FOREST HILLS — Nelson Hernandez said his eyes burn for hours after he leaves his job at a Queens car wash. Raul Perez claimed the soap used to scrub down the cars at one location once burned the hair off his legs. Carlos Garcia, another local car wash employee, said he was ignored when he asked for gloves or a mask to protect his body from hours of chemical exposure.
All three immigrant workers were initially afraid to speak out against their bosses for fear of losing the little pay their jobs afforded, they said. But they nonetheless joined a protest on Tuesday with other former and current car wash employees, claiming they had suffered enough abuse and wanted to unionize.
"If we are united in this struggle, I know we can win justice for car wash workers all over New York City," said Heriberto Hernandez, who had worked until recently at Metro Car Wash on Metropolitan Avenue, the site of the protest.
An employee at that car wash, as well as other employees at the location, declined to comment on the charges Tuesday.
Banging drums and hoisting signs, the workers — citing a new study alleging car wash employees often work long hours for low pay and no benefits — said lax enforcement of labor laws puts them in harm's way at their jobs.
The unscientific study, funded by two immigrant advocacy groups and the Retail, Wholesale and Department Store Union, found that more than 71 percent of car wash workers were on the job for at least 60 hours a week, with some working as many as 105 hours.
Ana Maria Archila, executive director of Make the Road New York, one of the study's sponsors, thanked workers at the rally who "so courageously are coming forward to end a kind of slavery that we have in this city."

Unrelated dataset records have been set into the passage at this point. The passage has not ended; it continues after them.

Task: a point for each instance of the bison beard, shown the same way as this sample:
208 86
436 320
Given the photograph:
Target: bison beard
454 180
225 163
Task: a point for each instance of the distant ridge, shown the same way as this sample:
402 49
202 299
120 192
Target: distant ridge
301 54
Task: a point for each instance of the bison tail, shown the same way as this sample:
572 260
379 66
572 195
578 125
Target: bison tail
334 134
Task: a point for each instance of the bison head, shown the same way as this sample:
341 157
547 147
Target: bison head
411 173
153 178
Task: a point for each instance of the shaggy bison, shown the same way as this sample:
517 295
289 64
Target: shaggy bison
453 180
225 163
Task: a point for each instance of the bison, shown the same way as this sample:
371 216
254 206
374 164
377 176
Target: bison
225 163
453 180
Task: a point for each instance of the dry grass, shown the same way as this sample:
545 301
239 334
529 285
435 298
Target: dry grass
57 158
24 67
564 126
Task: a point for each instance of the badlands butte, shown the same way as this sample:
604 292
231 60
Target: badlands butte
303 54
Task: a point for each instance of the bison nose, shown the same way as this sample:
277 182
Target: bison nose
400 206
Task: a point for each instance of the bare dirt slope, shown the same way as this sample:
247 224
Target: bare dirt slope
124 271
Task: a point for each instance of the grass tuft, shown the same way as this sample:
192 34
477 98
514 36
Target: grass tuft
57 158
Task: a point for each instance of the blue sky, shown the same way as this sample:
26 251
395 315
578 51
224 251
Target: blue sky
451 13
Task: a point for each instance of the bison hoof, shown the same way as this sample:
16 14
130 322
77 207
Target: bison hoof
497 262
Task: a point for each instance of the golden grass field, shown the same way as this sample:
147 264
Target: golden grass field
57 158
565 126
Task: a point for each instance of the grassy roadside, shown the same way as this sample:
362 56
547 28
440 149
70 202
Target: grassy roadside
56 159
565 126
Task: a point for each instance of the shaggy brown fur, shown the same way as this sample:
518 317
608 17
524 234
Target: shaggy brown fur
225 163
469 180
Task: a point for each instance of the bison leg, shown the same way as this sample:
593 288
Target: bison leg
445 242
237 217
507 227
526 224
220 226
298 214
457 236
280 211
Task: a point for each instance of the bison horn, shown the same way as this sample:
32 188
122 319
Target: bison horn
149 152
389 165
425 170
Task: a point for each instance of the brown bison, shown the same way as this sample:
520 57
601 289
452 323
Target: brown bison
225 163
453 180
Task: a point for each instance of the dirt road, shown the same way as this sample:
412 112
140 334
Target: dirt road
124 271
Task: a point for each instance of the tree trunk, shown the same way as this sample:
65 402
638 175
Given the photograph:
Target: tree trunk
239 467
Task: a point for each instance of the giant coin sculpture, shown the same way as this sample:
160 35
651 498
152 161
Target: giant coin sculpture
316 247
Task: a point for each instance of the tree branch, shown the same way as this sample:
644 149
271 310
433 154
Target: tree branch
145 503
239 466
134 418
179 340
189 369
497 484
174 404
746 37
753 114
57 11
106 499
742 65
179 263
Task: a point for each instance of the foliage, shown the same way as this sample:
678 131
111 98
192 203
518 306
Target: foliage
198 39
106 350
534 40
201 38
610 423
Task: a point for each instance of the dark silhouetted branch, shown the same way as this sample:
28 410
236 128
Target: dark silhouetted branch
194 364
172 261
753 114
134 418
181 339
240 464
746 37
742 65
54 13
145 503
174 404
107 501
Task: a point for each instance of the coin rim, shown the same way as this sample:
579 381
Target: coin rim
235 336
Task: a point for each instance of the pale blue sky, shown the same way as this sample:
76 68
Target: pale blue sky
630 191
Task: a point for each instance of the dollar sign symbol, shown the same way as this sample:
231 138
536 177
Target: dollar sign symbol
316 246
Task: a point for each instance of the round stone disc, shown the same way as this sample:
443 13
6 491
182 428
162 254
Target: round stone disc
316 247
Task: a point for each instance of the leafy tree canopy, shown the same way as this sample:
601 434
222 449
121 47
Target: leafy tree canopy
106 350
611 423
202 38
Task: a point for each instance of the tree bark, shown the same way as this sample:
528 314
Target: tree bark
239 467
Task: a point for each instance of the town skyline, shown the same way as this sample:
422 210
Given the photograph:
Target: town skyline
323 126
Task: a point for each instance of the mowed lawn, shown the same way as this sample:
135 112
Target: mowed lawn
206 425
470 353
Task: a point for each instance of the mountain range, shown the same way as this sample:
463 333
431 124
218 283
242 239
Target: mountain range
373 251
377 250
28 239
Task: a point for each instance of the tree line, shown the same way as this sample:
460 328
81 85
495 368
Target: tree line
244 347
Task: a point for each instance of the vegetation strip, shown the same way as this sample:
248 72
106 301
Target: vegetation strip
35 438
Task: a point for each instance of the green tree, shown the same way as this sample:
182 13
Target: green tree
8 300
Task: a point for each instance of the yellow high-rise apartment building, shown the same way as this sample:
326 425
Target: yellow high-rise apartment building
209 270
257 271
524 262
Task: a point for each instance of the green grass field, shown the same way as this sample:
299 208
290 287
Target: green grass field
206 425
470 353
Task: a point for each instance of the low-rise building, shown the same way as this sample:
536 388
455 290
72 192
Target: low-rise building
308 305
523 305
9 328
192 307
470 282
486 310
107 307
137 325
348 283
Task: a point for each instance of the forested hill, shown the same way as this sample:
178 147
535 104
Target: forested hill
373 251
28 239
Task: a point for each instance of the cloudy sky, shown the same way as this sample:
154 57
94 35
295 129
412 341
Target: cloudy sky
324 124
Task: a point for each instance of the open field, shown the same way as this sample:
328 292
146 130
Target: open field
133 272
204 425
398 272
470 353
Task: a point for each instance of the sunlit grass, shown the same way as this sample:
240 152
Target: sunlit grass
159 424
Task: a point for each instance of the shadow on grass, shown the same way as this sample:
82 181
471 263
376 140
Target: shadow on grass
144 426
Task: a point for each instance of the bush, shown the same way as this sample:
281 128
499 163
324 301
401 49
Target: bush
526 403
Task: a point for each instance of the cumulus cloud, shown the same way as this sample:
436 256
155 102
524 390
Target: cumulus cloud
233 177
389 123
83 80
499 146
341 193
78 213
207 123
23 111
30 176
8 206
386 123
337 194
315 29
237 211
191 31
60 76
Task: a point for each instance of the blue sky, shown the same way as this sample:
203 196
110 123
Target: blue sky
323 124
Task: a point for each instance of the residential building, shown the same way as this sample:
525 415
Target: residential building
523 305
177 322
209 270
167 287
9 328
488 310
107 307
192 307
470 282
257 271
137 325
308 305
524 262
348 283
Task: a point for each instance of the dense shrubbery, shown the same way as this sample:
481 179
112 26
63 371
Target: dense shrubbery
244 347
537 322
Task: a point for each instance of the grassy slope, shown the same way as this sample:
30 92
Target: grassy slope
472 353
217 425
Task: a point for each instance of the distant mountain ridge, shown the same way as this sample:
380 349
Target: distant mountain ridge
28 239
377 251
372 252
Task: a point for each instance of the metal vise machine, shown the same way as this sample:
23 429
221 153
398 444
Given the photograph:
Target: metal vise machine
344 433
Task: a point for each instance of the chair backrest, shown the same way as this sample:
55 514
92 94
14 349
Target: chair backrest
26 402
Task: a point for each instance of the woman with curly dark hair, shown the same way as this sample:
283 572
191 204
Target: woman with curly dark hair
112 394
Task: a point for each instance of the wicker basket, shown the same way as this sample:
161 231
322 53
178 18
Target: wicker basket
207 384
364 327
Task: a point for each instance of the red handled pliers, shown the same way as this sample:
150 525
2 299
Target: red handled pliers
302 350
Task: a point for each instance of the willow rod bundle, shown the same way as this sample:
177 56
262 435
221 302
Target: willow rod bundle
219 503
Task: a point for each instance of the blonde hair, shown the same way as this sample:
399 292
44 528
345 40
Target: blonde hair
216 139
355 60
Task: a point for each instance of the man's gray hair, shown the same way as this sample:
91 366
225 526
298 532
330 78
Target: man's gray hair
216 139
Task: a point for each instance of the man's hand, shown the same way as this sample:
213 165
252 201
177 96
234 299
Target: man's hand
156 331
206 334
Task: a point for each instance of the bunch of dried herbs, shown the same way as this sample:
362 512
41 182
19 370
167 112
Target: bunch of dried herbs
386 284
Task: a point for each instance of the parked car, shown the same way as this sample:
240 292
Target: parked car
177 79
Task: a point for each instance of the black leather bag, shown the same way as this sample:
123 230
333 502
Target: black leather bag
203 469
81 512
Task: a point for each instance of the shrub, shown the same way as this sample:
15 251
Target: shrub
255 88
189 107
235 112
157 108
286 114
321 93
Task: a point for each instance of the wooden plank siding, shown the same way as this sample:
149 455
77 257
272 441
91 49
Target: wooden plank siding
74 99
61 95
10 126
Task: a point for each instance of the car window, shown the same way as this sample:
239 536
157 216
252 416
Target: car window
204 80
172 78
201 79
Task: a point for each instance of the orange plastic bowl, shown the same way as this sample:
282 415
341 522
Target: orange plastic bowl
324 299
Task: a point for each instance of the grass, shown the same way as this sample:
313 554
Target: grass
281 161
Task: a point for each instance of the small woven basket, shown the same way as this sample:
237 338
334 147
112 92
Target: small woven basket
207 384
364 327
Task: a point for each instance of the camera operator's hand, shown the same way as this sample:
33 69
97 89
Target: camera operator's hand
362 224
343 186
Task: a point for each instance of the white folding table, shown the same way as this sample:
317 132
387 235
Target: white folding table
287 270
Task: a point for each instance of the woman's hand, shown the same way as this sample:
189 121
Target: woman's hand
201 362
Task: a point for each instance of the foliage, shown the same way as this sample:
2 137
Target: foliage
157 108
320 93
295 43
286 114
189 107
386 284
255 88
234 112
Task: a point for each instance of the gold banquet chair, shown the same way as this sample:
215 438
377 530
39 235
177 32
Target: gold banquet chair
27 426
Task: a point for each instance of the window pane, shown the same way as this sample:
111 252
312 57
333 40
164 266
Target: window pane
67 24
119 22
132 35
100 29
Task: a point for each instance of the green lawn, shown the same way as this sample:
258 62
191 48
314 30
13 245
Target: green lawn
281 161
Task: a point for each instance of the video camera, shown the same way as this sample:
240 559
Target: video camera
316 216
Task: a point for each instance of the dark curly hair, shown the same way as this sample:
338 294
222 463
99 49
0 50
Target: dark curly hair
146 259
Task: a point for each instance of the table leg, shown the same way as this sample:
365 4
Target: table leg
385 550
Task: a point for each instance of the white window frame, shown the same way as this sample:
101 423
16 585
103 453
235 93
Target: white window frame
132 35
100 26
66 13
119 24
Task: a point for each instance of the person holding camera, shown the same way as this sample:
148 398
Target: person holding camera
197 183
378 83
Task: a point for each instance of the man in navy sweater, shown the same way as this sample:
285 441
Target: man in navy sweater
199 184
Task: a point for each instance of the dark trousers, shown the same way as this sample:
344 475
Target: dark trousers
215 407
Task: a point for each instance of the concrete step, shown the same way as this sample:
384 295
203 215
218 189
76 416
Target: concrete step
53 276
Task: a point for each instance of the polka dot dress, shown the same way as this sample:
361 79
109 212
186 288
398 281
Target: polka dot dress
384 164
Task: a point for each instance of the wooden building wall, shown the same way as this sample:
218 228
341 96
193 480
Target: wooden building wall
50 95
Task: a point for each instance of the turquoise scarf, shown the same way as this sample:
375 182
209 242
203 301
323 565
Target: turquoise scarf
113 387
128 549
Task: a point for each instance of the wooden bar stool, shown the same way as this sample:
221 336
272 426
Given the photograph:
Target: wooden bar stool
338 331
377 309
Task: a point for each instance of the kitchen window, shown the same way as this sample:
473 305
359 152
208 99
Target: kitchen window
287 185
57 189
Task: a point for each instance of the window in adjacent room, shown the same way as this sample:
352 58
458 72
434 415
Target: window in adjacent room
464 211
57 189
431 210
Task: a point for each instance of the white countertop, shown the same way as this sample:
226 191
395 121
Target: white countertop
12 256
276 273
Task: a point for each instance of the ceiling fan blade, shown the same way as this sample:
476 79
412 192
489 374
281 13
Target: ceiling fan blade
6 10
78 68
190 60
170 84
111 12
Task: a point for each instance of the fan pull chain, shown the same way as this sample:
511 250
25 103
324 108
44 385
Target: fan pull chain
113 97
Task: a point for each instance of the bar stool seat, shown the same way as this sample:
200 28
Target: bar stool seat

"It's a slavery of people who wash our cars and make them look pretty while their hands are destroyed, while their lives are destroyed, because of burns, because of exploitation," she said.
"We're here to shine the light on an industry that is profiting on the backs of workers who are not getting paid."
Several Spanish-speaking car wash workers spoke at the rally through interpreters, describing what they called abuse by managers.
Guatemalan immigrant David de la Cruz Perez, 41, said he worked for five years at the Sutphin Boulevard Car Wash, but claimed the owner refused to give him sick pay when he broke his hand on the job and missed six months of work.
A man answering the phone at the car wash Tuesday declined comment on the worker's allegations.
Workers also criticized several other car washes, including LMC Astoria, LMC East Harlem and Smart Car Wash on Crocheron Avenue in Flushing. Employees answering the phones at those car washes either declined to comment or referred questions to managers who weren't immediately available.
Queens Councilman James Sanders, chairman of the Council's civil service and labor committee, said that he would push for a hearing exploring the mistreatment of car wash employees.
"We can have shiny cars and justice," he said.
The study's authors based their findings on interviews with 89 workers over several months at 29 car washes in New York City. About 66 percent of workers claimed they were paid less than the $7.25 minimum wage at times, according to the study.
Only one of the 89 employees interviewed was offered a health care plan, and none received paid sick days, the report stated. The study also criticized the employees' unpredictable schedules and sometimes dangerous working conditions.
The protesters chanted "Si Se Puede" — Spanish for "Yes We Can" — while braving cold temperatures as customers drove into the car wash behind them.
"It is a chilly day," added Manhattan Councilwoman Melissa Mark-Viverito, who represents East Harlem and sits on the civil service and labor committee, "but the rays of justice are shining on us."